Biden und Yoon vereinbarten, "Diskussionen über eine Ausweitung der gemeinsamen Militärübungen und Trainings auf der koreanischen Halbinsel und darum herum zu beginnen", wie sie nach Gesprächen in Seoul erklärten. Es gehe darum, wie Südkorea und die USA notfalls den rechtzeitigen Einsatz "strategischer Mittel", darunter auch Kampfflugzeuge und Raketen, koordinieren würden.
Yoon betonte, er sei sich mit Biden über das Ziel der "vollständigen Denuklearisierung" Nordkoreas einig. "Nichts" sei wichtiger als eine "starke Abschreckung gegenüber dem Norden". Yoon, der erst seit wenigen Tagen im Amt ist, hatte eine härtere Gangart gegenüber der Regierung in Pjöngjang angekündigt.
Die USA warnen seit Wochen, Nordkorea könne bald erstmals seit 2017 wieder einen Atomwaffentest vornehmen. Das international weitgehend isolierte und mit harten Sanktionen belegte Land hatte in den vergangenen Monaten eine Reihe von Raketentests ausgeführt. Befürchtet wurde, dass ein Atomwaffentest während Bidens Asien-Reise erfolgen könnte.
Er sei "nicht besorgt" wegen möglicher Waffentests des nordkoreanischen Militärs, sagte Biden kurz vor seinem Abflug aus Seoul. "Wir sind auf alles vorbereitet, was Nordkorea tun könnte." Er zeigte sich auch grundsätzlich zu einem Treffen mit dem nordkoreanischen Machthaber Kim Jong Un bereit - aber nur, wenn es "ehrlich" sei.
Zugleich boten Yoon und Biden Nordkorea Hilfe wegen des dortigen Corona-Ausbruchs an. Pjöngjang sei darauf bislang aber nicht eingegangen, sagte Biden.
Am Samstag meldeten nordkoreanische Staatsmedien insgesamt 2,5 Millionen an "Fieber" Erkrankte und 66 Tote. Das international isolierte Land, in dem kaum jemand geimpft ist, hatte erst vor einer Woche den ersten Corona-Fall seit Beginn der Pandemie gemeldet. Machthaber Kim hat landesweite Lockdowns angeordnet und dem Militär befohlen, das marode Gesundheitssystem zu unterstützen.
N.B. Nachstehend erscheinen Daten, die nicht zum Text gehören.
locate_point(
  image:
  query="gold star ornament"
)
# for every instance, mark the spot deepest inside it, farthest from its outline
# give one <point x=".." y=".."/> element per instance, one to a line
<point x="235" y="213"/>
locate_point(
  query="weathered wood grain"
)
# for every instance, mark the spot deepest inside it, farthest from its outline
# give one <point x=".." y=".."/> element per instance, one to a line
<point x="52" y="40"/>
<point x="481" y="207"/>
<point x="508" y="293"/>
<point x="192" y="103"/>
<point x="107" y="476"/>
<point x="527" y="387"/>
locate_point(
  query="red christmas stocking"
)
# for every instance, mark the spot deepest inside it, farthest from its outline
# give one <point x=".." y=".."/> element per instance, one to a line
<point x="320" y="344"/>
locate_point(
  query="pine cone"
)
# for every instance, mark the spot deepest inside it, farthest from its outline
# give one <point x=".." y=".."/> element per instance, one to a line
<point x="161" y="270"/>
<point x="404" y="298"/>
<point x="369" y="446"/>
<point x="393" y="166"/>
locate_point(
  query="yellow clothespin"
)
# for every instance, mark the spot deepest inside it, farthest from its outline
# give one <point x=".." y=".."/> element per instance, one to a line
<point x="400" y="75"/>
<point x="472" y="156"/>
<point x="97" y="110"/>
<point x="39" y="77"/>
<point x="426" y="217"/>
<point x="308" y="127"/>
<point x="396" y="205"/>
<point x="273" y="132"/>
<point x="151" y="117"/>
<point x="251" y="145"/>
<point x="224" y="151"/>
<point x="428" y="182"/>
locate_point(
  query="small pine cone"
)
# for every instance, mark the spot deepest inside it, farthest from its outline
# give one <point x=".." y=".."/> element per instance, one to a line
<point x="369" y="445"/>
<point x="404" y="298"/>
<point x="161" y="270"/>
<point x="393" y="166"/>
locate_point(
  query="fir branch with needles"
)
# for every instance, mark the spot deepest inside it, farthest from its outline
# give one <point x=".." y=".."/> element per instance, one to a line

Zu Bidens Besuch in Südkorea sagte ein US-Vertreter der Nachrichtenagentur AFP, dass der Präsident - neben Gesprächen über die Spannungen mit Nordkorea und der westlichen Reaktion auf die russischen Invasion der Ukraine - vor allem eine "starke persönliche Beziehung" zu Yoon aufbauen wolle. Südkorea ist für die USA neben Japan ein wichtiger Verbündeter in der strategischen Auseinandersetzung mit China in der Region.
Begleitet wird Biden von seiner Außenhandelsministerin Gina Raimondo. In Japan, wo er am Sonntagnachmittag landete, will er eine Initiative für den Handel in der Region vorstellen, die als Versuch gewertet wird, sich langfristig von chinesischen Lieferketten unabhängig zu machen.
Die USA wollten laut einem erfahrenen US-Regierungsvertreter mit Bidens Asien-Reise "Einigkeit und Entschlossenheit" in der Zusammenarbeit mit den Verbündeten zeigen. Am Dienstag ist Bidens Teilnahme an einem Treffen der sogenannten Quad-Allianz geplant - einem regionalen Bündnis, dem neben den USA Australien, Indien und Japan angehören.